Using the corn, I liked how arranging them to go across the frame formed two sets of diagonals – one formed by the objects whole and the other in the opposite direction formed by the objects structure. On reflection, I feeling the lighting could have been improved in this image. Diagonals themselves can give a sense of depth but the even lighting is detracting from this.
The number of elements used to create the effect of the curve in this image made it the image that took the most time to create. In the image, the main curve was intended to be the items on and immediately around the plated with the spot of jam providing a central pivot point. Initially, this arrangement was leaving the background empty and uninteresting so additional items were introduced and were arranged to support the main curve.

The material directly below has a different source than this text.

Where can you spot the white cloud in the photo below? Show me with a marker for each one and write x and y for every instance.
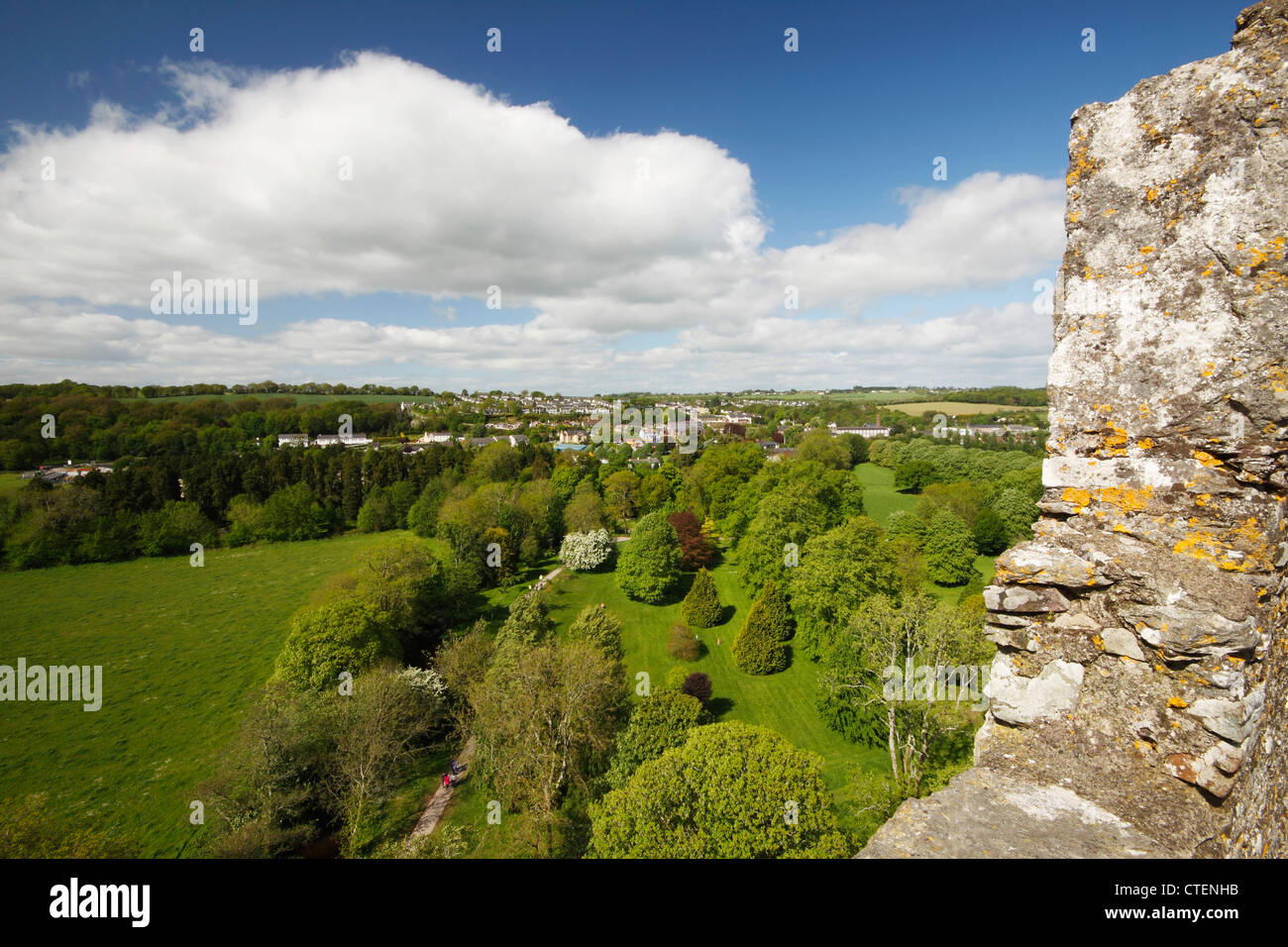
(455, 189)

7. Distinct, even if irregular, shapes
I couldn’t think of any food that had a more distinctive shape than a banana but I didn’t just want the image to be of a plane, unpealed banana. By cutting the banana in half, having carefully pealed back the skin, I created an arrangement that I felt had curves taking the eye though the image and had a pleasing symmetry.
8. Implied Triangle 1
The original idea of this image was to simply take a triangular slice out of the cake. However, as the cake was cut, I found myself with two triangles and I decided I wanted to get both into the composition. I experimented with a number of arrangements before I settled on the one used. The earlier attempts didn’t seemed to be working because the lines being created kept leading the eye out of the image. Finally, by using and arranging the spoons, the image has finished with three implied triangles within one image that work well together.
9. Implied Triangle 2
When researching ideas for how to photography food, I liked the back lit effect created with pieces of transparent fruit which I have replicated here. As with the example of the implied triangle above, I’ve been able to include multiple implied triangle into this image.
With this image, I was trying to create two parallel rhythms symbolising two lines on a musical score. In the foreground, there is a definite rhythm for the eye two follow. However, in the background, I’m not completely convinced that the apple stalks don’t interrupt the rhythm being created.

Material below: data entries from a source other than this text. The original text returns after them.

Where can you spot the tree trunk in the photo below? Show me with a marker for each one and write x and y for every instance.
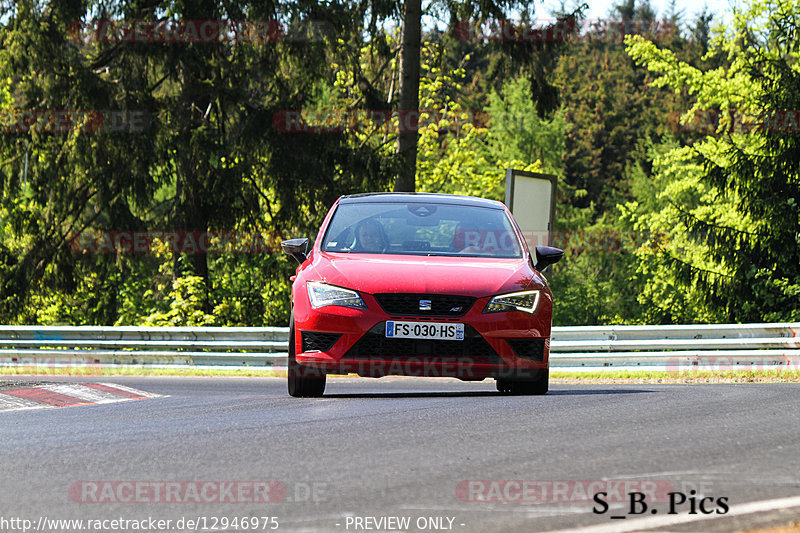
(409, 96)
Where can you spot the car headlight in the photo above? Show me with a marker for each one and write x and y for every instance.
(322, 294)
(526, 301)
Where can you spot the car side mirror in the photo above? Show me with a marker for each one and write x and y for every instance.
(296, 248)
(546, 256)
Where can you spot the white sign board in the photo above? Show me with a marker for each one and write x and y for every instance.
(531, 197)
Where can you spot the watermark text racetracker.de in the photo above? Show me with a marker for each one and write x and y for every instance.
(147, 524)
(186, 242)
(57, 121)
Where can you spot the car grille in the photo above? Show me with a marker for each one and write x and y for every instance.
(532, 349)
(315, 340)
(374, 344)
(441, 304)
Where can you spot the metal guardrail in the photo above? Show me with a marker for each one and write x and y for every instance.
(587, 348)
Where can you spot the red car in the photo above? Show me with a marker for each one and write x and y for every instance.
(420, 285)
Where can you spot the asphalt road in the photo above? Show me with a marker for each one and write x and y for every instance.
(442, 454)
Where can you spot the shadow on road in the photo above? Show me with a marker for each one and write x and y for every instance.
(467, 394)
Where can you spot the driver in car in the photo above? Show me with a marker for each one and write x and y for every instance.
(370, 236)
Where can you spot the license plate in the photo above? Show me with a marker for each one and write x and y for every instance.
(425, 330)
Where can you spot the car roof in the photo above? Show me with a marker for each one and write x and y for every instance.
(419, 197)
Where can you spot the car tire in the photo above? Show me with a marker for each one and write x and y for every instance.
(302, 381)
(536, 387)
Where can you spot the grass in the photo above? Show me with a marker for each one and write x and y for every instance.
(556, 376)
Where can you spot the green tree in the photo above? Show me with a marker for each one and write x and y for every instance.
(741, 257)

This is a simple image demonstrating the idea of a pattern. To give the image a slightly more dynamic feel, I arranged the kiwis to form slightly diagonal lines whilst making sure the items broken the image boundary and suggesting the pattern continues outside of what can be seen.
In the introduction to this module, the course notes mention that “Colour, in this context, can be something of a distraction”. Before deciding on the final images to use for the assignment, I tried converting them all to grey scale (with some adjustments to the image processing) to see if they still had strength in the points, lines and shapes. The grey scale conversions have been included in a gallery below and I feel they do still demonstrate the intended design elements.

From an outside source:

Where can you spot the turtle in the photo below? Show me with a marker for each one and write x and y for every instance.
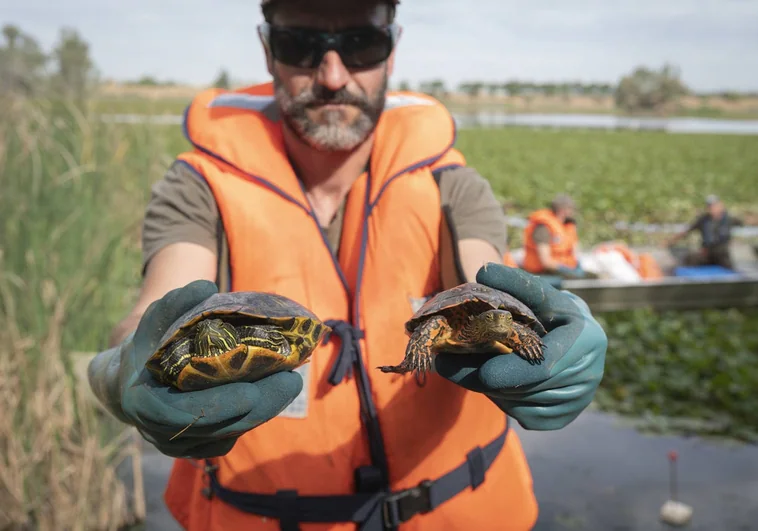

When putting the images together, I tried to think of the images as a collective panel of work so tried to keep the images look and feel similar. In order to light the images, I was using a torch to paint in the light in a darken room, so it took a number of attempts to get the lighting as I wanted for each picture. On the whole, I think the images work well together as a collection with the only exception being the image taken to demonstrate curves. In this image, I was struggling a little with the edges of the images and I decided that adding a vignette supported the composition. On reviewing the images as a complete collection, this may not have been the best idea.
My natural inclination for selecting a subject would have been to choose something to do with nature or landscapes as these are the subjects I have previously enjoyed the most and feel most comfortable with. Choosing a subject that lent itself to still life/table top photography took me out of my comfort zone but has expanded my experience and photography techniques.